До сих пор русским не удалось прорваться в восточные пригороды немецкой столицы. После разгрома 9–й армии Буссе южнее Берлина противник вышел в район Ютербога с угрозой захвата расположенной в этом районе крупнейшей склад—базы вермахта и прорыва в южные предместья «крепости Берлин». Между тем русские наращивали давление и на северном направлении, хотя Одерский фронт генерал—оберста Хайнрици, главнокомандующего группой армий «Висла», все еще держался по обе стороны Эберсвальде. Военный комендант получил личное распоряжение фюрера обеспечить оборону центра города и правительственного квартала.[91]
Йодль постарался закруглиться как можно быстрее: на юге группа армий «Запад» отступает в Тюрингию и ведет ожесточенные бои в районах Веймар, Гота, Швайнефурт; на севере противник теснит ее к Эльбе и в район южнее Гамбурга.
Я попросил фюрера о беседе в присутствии Йодля — требовалось обсудить ситуацию и принять окончательное решение: или капитуляция, прежде чем начались уличные бои в Берлине, или срочный вылет в Берхтесгаден, чтобы оттуда начать подготовку к переговорам. Я попросил всех посторонних удалиться и в какой—то момент остался наедине с фюрером, поскольку Йодля вызвали к телефону. Как это уже не раз бывало, он не дал мне произнести и двух слов и заявил примерно следующее:
«Знаю, о чем вы хотите со мной говорить. Нужно определяться с решением. Решение уже принято: я остаюсь в Берлине и буду защищать город до последнего.
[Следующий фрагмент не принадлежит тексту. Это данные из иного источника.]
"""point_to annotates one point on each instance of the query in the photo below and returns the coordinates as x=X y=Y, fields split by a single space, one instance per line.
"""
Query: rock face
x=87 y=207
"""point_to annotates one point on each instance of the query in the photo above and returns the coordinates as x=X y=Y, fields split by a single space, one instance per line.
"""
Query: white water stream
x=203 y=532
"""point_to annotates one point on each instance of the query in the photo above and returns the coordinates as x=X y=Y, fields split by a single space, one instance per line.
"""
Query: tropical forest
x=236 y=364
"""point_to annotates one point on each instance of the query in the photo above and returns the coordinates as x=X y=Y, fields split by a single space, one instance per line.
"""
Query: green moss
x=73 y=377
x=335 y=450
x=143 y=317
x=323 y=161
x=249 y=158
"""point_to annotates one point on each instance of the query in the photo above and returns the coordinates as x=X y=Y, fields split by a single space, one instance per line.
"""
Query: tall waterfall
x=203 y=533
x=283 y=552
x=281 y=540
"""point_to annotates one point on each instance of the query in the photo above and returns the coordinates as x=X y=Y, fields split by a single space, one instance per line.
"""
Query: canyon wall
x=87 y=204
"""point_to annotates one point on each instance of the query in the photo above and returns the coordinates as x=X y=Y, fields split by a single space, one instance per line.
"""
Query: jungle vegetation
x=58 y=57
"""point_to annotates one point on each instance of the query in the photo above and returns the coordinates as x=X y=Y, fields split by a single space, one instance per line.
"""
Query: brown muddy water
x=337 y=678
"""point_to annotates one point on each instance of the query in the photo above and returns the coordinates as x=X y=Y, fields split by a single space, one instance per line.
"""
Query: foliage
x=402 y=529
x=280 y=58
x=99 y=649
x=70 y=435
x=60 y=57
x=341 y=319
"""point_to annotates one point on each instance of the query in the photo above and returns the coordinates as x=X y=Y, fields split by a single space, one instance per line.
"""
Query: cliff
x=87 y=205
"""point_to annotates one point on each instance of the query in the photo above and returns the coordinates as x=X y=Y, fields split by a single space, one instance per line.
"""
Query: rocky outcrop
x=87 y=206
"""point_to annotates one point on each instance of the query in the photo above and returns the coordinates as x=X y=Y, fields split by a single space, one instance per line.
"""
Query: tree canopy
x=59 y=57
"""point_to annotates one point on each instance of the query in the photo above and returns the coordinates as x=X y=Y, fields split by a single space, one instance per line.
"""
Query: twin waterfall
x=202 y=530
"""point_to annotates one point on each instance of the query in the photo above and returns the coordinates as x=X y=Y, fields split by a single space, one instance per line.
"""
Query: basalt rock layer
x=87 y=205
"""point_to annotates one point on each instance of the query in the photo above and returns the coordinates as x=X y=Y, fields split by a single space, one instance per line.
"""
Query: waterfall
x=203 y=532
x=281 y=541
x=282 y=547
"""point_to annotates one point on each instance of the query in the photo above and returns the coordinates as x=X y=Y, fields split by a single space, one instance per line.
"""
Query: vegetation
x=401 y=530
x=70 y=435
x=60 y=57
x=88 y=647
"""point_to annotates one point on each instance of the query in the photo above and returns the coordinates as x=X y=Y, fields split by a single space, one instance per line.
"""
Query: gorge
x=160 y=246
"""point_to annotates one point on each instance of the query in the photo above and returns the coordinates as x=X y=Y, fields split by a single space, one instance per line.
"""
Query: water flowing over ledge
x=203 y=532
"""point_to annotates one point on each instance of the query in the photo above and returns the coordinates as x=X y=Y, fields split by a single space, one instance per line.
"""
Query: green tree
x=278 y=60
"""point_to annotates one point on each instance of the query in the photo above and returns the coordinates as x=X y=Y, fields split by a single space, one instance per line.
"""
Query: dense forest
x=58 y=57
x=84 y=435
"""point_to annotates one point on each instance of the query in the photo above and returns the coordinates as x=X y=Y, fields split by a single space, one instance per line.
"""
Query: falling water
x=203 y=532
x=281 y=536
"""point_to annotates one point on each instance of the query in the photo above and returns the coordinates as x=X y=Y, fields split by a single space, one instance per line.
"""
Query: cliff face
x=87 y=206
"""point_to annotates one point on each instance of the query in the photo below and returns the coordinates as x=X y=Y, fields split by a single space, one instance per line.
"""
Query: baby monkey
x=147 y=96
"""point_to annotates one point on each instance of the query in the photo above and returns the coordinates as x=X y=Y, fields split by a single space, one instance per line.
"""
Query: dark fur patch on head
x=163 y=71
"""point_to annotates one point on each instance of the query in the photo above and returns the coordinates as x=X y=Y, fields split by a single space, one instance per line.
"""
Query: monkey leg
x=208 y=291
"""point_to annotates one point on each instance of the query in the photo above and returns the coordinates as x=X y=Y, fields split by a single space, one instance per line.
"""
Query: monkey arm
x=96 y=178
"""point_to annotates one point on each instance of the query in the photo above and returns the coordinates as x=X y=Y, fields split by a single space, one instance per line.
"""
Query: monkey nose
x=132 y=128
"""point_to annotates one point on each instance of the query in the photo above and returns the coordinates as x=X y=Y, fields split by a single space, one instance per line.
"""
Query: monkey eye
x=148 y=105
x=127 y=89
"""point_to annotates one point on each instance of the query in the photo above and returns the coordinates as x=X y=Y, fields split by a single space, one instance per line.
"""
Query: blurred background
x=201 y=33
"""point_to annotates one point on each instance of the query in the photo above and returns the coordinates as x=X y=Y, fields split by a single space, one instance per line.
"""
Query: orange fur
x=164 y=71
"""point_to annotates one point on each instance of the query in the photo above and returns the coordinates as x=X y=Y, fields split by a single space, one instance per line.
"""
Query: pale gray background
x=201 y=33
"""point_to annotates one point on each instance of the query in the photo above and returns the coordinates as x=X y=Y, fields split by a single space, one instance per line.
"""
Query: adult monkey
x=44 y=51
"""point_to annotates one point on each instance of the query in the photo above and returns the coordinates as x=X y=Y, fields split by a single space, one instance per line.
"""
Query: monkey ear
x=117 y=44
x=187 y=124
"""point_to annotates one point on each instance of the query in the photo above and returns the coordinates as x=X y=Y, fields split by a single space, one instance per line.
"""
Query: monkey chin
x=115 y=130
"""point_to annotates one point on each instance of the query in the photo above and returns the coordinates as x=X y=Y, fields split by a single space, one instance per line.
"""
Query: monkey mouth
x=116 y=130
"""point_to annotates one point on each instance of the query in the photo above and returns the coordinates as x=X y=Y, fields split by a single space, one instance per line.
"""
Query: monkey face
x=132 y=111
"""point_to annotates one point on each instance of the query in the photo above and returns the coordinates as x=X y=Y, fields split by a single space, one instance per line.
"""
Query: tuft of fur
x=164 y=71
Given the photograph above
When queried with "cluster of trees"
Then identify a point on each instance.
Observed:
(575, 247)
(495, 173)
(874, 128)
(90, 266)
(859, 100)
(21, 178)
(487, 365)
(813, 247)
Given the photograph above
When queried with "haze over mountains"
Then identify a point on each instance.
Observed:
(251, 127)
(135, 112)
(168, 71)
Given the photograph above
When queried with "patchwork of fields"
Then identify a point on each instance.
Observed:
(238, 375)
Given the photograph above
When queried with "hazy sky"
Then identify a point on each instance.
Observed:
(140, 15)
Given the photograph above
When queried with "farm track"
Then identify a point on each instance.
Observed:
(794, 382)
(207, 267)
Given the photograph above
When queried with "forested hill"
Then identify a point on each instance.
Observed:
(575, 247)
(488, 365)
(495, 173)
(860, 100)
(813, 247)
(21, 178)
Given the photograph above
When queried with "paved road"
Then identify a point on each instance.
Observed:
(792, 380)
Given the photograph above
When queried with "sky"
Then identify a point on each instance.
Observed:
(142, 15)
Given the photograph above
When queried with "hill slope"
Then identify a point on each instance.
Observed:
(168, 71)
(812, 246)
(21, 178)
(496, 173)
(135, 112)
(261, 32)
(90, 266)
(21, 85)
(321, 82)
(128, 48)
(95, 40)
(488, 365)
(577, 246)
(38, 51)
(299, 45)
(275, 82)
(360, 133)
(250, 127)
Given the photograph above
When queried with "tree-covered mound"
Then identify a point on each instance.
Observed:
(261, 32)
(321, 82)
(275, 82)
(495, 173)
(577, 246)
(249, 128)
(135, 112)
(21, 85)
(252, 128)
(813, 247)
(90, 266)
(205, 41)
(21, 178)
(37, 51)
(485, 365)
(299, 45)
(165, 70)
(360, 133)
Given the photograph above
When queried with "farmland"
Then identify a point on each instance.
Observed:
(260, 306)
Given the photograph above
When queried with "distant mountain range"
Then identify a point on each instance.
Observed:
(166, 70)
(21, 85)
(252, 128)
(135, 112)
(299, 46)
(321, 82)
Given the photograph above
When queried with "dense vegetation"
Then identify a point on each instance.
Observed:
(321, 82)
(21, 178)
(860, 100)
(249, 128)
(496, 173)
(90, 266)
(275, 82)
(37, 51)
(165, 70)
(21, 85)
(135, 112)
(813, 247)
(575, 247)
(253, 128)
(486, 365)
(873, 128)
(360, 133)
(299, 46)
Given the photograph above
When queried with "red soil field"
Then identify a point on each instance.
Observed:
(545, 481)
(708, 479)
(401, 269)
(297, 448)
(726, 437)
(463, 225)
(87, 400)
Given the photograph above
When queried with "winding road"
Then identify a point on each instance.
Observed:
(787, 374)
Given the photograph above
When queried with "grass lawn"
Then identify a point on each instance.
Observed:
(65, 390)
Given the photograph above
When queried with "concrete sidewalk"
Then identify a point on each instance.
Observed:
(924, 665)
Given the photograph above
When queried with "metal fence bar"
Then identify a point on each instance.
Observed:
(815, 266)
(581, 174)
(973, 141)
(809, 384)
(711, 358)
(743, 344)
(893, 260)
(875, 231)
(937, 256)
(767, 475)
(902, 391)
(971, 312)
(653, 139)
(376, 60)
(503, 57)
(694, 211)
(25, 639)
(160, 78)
Если Венк отбросит за Эльбу вцепившихся мертвой хваткой американцев, я отдам приказ сражаться за столицу рейха; в противном случае я разделю судьбу моих солдат и приму смерть в бою…»
Я возразил, что это безумие, необходимо покинуть Берлин этой же ночью и вылететь в Берхтесгаден, чтобы обеспечить руководство армией и страной — в осажденном Берлине сделать это будет невозможно.
Фюрер продолжил:
«Я не только не запрещаю, но даже приказываю вам вылететь в Берхтесгаден. Но сам останусь в Берлине! Час тому назад я обратился к немецкому народу по радио и объявил о своем решении. Обратной дороги нет…»
В этот момент в комнате для совещаний появился Йодль. В его присутствии я еще раз повторил, что не намерен вылетать в Берхтесгаден без фюрера. Речь идет даже не об обороне или сдаче Берлина, а о командовании фронтами и вооруженными силами, которое уже невозможно осуществлять из рейхсканцелярии. Йодль поддержал меня: когда противник перережет кабель правительственной связи в Тюрингском лесу, связь с группами армий «Центр» фельдмаршала Шернера, «Юг» генерал—оберста Лотара Рендулича, «Е» генерал—оберста Лера (северо—западная Хорватия), «Ц» генерал—оберста фон Витингхофф—Шеля (Италия) и «Запад» фельдмаршала Кессельринга все равно прервется. Совершенно безнадежное занятие пытаться обеспечить ее по рации. Как это предусмотрено самим фюрером, нужно лететь в Берхтесгаден и брать командование в свои руки.
В ответ Гитлер вызвал Бормана и повторил свой приказ: этой же ночью нам троим следует вылететь в Берхтесгаден; Кейтелю взять на себя командование вместе с Герингом — его официальным представителем и преемником. Мы отказались. Я со всей решимостью заявил:
«Мой фюрер, мы работаем вместе вот уже 7 лет. За это время я ни разу не отказался выполнить ни одного вашего приказа, но на этот раз я отказываюсь подчиняться. Вы не можете и не должны бросать армию на произвол судьбы, тем более в таком положении».
Фюрер оставался непреклонным:
«Я остаюсь здесь. Вопрос закрыт. Отныне я связан публичным заявлением. Я сделал это намеренно, не ставя вас в известность, чтобы вам не удалось меня уговорить. Нужно вести переговоры — Геринг сделает это лучше, чем я. Я намерен выиграть битву за Берлин или погибнуть в Берлине. Это мое окончательное решение. Вопрос закрыт и дальнейшему обсуждению не подлежит».
Я убедился, что продолжать разговор с Гитлером в его нынешнем состоянии бессмысленно. Я только сказал ему, что завтра же выезжаю на фронт к Венку и прикажу ему свернуть все операции и выдвигаться в направлении на Берлин на соединение с 9–й армией Буссе. Завтра на дневном докладе я доложу ему, фюреру, о принятых мерах, а дальше видно будет. Гитлер одобрил мой план, увидев в нем, возможно, единственный выход из того ужасного положения, в которое поставил себя и всех нас.